In sala, Claudio G. Fava, il suo inseparabile papillon e ben trecento astanti. In collegamento telefonico da Roma, la voce strafottente di Dino Risi. Sullo schermo, Alberto Sordi e Lea Massari, e Silvana Mangano e Vittorio Gassman a fare capolino.
Cosa volere di più dalla vita?

Quest’anno, la rassegna offre circa centoventi proiezioni, comprendenti anche il consueto omaggio a Vittorio Gassman, impreziosito volutamente da pellicole in cui compare anche l’indimenticato Albertone.
La serata d’onore è stata tutta per lui. Risi ne ha tracciato un veloce ricordo, sottolineandone la professionalità, la forza espressiva e la grande capacità di improvvisazione. A questo proposito, ha svelato alcuni segreti circa la realizzazione del film (Leone d’Oro a Venezia) ed alla sua postproduzione: la sceneggiatura di Rodolfo Sonego era una sorta di canovaccio, suscettibile di numerose modifiche in corsa, operate da Sordi con fulminanti improvvisazioni. I rumori di scena e la scarsa qualità degli strumenti di registrazione di presa diretta, inoltre, imponevano agli attori di ridoppiarsi in fase di montaggio: un espediente che ha consentito qui, come in molte altre occasioni, di modificare adeguatamente i dialoghi nel caso questi avessero necessitato variazioni utili allo sviluppo della storia.
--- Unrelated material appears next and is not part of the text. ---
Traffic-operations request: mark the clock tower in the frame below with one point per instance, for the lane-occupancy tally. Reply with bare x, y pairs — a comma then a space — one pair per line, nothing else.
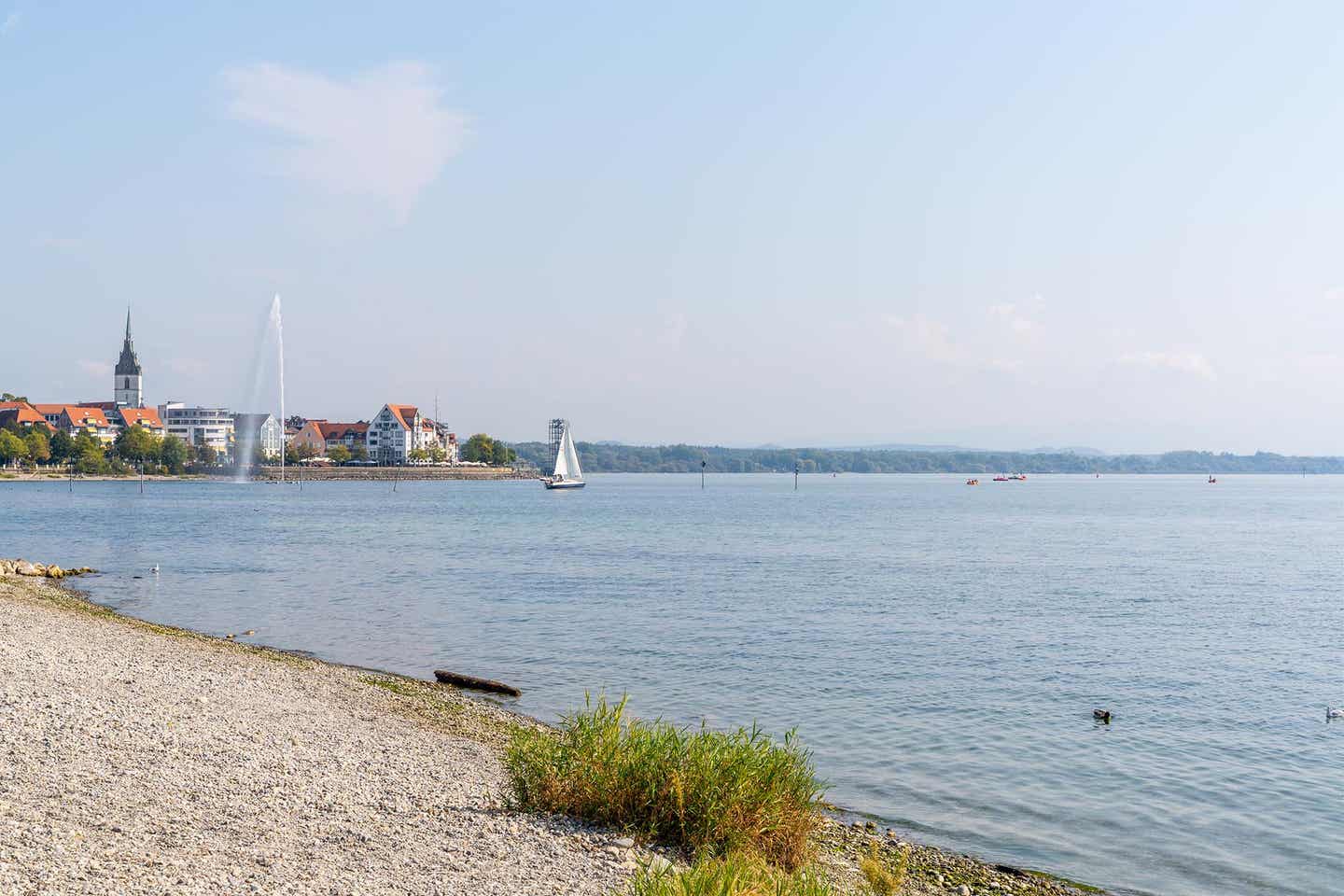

Come Fava stesso ha rimarcato, pellicole di tale levatura mantengono tuttora inalterata la propria freschezza e l’impatto emotivo: tali espedienti hanno contribuito non poco a “congelare” e conservare l’affascinante immediatezza dei grandi lavori che hanno fatto la storia del cinema italiano del secondo dopoguerra.
Fava ha poi ricordato come egli stesso, a suo tempo, avesse criticato la scelta di Sordi quale protagonista: troppo legato alla figura cinematografica del fregnacciaro, apolitico nella vita di tutti i giorni, sembrava inadatto a ricoprire il ruolo dell’ex partigiano politicamente attivo negli anni difficili e movimentati del secondo dopoguerra italiano.
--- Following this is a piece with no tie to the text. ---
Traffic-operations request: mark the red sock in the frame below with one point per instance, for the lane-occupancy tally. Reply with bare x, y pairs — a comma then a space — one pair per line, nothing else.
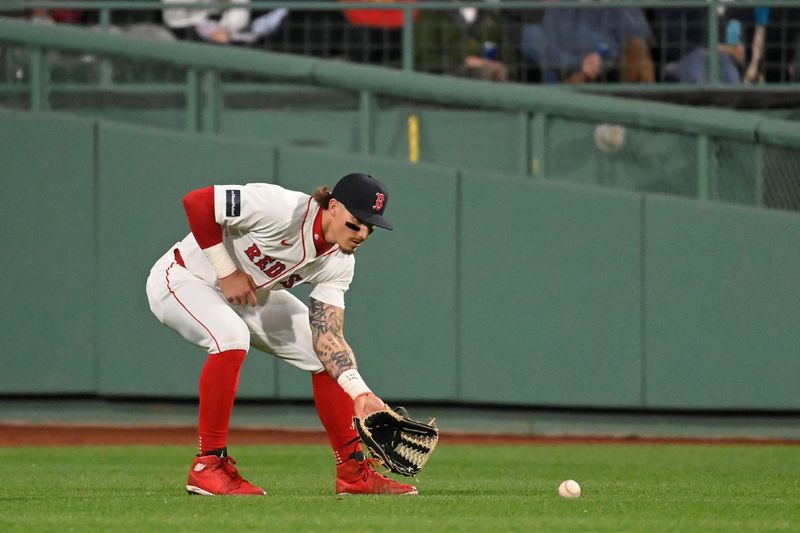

A posteriori, si è dovuto ricredere. E l’opinione comune non può che concordare: solo quel viso aperto, quegli occhi mobilissimi e quella figura a tratti allampanata, a tratti estremamente elegante potevano incarnare l’immagine dell’idealista Silvio.
La storia si dipana tra le vicende italiane della resistenza, la liberazione, la nascita della Repubblica, l’avvento del benessere economico: anche e soprattutto per questo la pellicola può essere definita un ritratto d’epoca, partigiano, lucido e affettuoso. Ogni sezione del film è rimarcata da brevi filmati d’epoca, dai cambiamenti estetici della Massari (da montanara a sofisticata donna di città) e dai brani musicali (“Tulli-Tullipan”, “Vola colomba”…) cinguettati dalle grosse radio d’epoca, in un piacevole amarcord che rende meno dolorosa perfino la morsa della fame (fantastiche le sequenze in cui Silvio ed Elena vagano da una trattoria all’altra per poi finire ospiti di una famiglia di monarchici, proprio la notte del referendum, che ha cambiato l’Italia) e l’esperienza carceraria di Silvio.

In casi felicissimi come questi, ora più che mai, si può parlare con orgoglio di commedia all’italiana, tralasciando ogni accento negativo, ed esaltandone piuttosto la genialità caustica e la freschezza.